July 3, 2013

Older data blog posts now free to view

Awhile ago I had a separate blog for more data-intensive posts -- Patterns in science and culture.

I tried supplementing my meager summer income by asking $10 to sign up for 10 long-ish posts. Data-based projects really do take awhile to think up, research, collect and analyze the data, make charts, and write it up in prose.

It's been over three years since the last post, so it feels like the right thing to just open it up. There are 39 posts in all, most of them on the long side, all data-and-analysis, no essays. There's an incomplete table of contents in the top right, but it would probably be easier to navigate by clicking on the year in the  "Blog Archive" box on the right, then click each month and skim the list of titles that show up. They're tagged for themes as well.

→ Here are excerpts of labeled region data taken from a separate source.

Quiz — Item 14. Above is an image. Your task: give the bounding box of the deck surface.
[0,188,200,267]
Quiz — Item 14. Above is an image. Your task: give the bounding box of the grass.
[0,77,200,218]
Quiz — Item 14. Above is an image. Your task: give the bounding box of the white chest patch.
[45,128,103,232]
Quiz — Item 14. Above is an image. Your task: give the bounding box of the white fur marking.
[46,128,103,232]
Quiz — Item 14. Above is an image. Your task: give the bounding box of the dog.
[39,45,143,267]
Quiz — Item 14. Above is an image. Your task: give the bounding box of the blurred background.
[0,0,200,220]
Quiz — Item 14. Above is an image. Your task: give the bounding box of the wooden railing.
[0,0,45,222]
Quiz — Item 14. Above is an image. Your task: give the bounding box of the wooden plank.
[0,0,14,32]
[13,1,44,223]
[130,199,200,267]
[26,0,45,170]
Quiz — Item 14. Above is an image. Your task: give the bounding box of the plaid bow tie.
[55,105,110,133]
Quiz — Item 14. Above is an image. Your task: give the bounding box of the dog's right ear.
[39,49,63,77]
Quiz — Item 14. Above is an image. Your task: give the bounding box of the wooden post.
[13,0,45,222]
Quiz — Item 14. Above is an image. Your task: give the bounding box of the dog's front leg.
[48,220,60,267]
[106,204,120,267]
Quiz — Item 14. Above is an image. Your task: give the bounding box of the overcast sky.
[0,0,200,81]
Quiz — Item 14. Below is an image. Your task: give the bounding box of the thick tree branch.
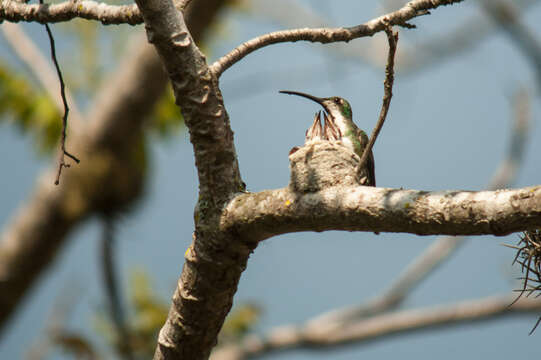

The sources I drew on were the usual -- anything that could tell a good story. There's the General Social Survey, the archives of the NYT / Harvard Crimson / JSTOR, not to mention the cornucopia of the Statistical Abstract of the United States (RIP).

And the topics covered were the usual -- what you always wanted to see some hard data on, but could never find the story written up anywhere. Broader than what I focus on now, but less... well, focused. The age of British War Secretaries over time, how religiosity and teen pregnancy are related, season of birth effects for musical tastes, how current climate affects black IQ, and so on and so forth.

If you like data-based posts, it should keep you busy for awhile.